After a final sip, he opened his door and sat the cup on the ground beside his vehicle. He then closed the door and slowly drove away, leaving the drink cup in the parking lot.
The driver looked relatively put together. His vehicle was not dilapidated. He obviously cared some about his appearance. So I tried to imagine his thought process.
Maybe he thought picking up trash around the premises was a service the convenience store provided. It was included in the drink price.
Or maybe he had no cognizant thought at all. His mind was simply on to the next gig.
Whatever the explanation, a Styrofoam cup sat in a parking lot waiting for a responsible party to pick it up.
A separate instance: As I walked into a big box retail store, a twenty-something took a final drag on a cigarette and threw it on the ground in front of me.
“Who do you think is going to pick that up? I asked.
He huffed a bit and then lumbered over to pick up the butt.
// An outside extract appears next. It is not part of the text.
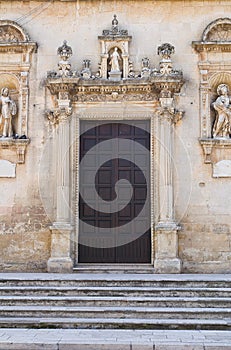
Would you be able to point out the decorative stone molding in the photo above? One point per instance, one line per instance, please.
(214, 72)
(116, 82)
(16, 146)
(215, 38)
“Don’t mess with Texas” is not my point. Litter happens every day. But these instances represent a growing belief among a generation of people:
“Someone else will pick up the pieces. Mom or the government, perhaps. My actions don’t really have an impact.”
Notwithstanding these anecdotes, I was shocked when I read about the thousands of people trying to get out of paying their student loans. They claim their colleges defrauded them with misleading messages.
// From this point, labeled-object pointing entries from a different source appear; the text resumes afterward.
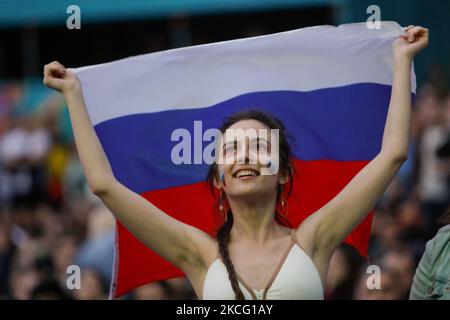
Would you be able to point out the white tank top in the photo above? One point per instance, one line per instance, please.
(295, 278)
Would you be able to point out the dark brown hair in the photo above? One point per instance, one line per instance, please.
(286, 168)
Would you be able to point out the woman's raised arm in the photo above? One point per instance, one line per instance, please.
(330, 225)
(179, 243)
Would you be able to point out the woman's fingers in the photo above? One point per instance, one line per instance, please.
(415, 32)
(54, 68)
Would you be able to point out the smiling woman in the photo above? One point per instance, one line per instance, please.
(255, 242)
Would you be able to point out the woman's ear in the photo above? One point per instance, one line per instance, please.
(218, 181)
(284, 178)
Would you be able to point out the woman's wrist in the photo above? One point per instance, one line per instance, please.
(73, 88)
(402, 60)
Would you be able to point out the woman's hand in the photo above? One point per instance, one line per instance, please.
(57, 77)
(408, 45)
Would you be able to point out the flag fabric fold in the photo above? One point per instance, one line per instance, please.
(330, 86)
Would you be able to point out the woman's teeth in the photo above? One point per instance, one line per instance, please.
(245, 173)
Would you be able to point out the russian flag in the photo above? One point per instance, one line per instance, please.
(330, 86)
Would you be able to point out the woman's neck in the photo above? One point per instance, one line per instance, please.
(253, 221)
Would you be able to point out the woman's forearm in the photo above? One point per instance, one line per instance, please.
(92, 156)
(397, 128)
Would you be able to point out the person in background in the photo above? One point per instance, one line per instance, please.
(432, 277)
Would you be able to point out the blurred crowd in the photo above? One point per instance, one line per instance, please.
(49, 219)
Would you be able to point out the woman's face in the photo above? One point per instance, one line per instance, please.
(246, 147)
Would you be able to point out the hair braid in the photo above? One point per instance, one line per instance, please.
(223, 237)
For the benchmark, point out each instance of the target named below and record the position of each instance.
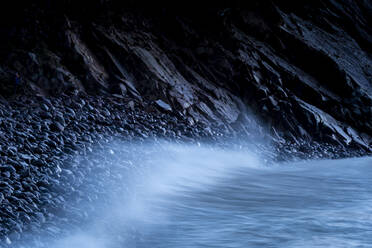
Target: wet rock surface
(58, 152)
(135, 75)
(304, 69)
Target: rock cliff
(304, 69)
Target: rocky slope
(100, 72)
(304, 69)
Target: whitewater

The obscure federal law that allows for such claims was used five times in the twenty years after its passing in 1994. Then, in the last two years, 7,500 complaints have been filed. Thank you, social media.
The plaintiffs argue their schools lied to them about earning potential and graduate salaries. Some claim their instructors were inept. Evidently they were not inept enough to quit taking out loans and paying tuition.
According to The Wall Street Journal, The debtors seek a total of $164 million in loan forgiveness. That’s a big cup in the parking lot. But it’s a fraction of the $1.2 trillion in U.S. student loan debt outstanding, a figure that has tripled in the last ten years.
Total nationwide education debt surpassed credit card debt in 2011. While university administrators warned students about the credit card offers in the campus center, they should have warned them about the gambit in the financial aid office.
That didn’t happen. The money was too good and too easy. Tuitions increased to match the federal funding available. Salaries and benefits of faculty and administrators rose with the tide.
Now a generation of young people try to pay off the windfalls – or not.
The Federal Reserve estimates that 11.5 per cent of outstanding student loans are greater than 90 days past due. This percentage gets worse when one considers that half of outstanding debt is in forbearance. Those borrowers are still in school.
We may have a big problem on our hands. We usually do whenever government pays or guarantees big bucks to make something “affordable.”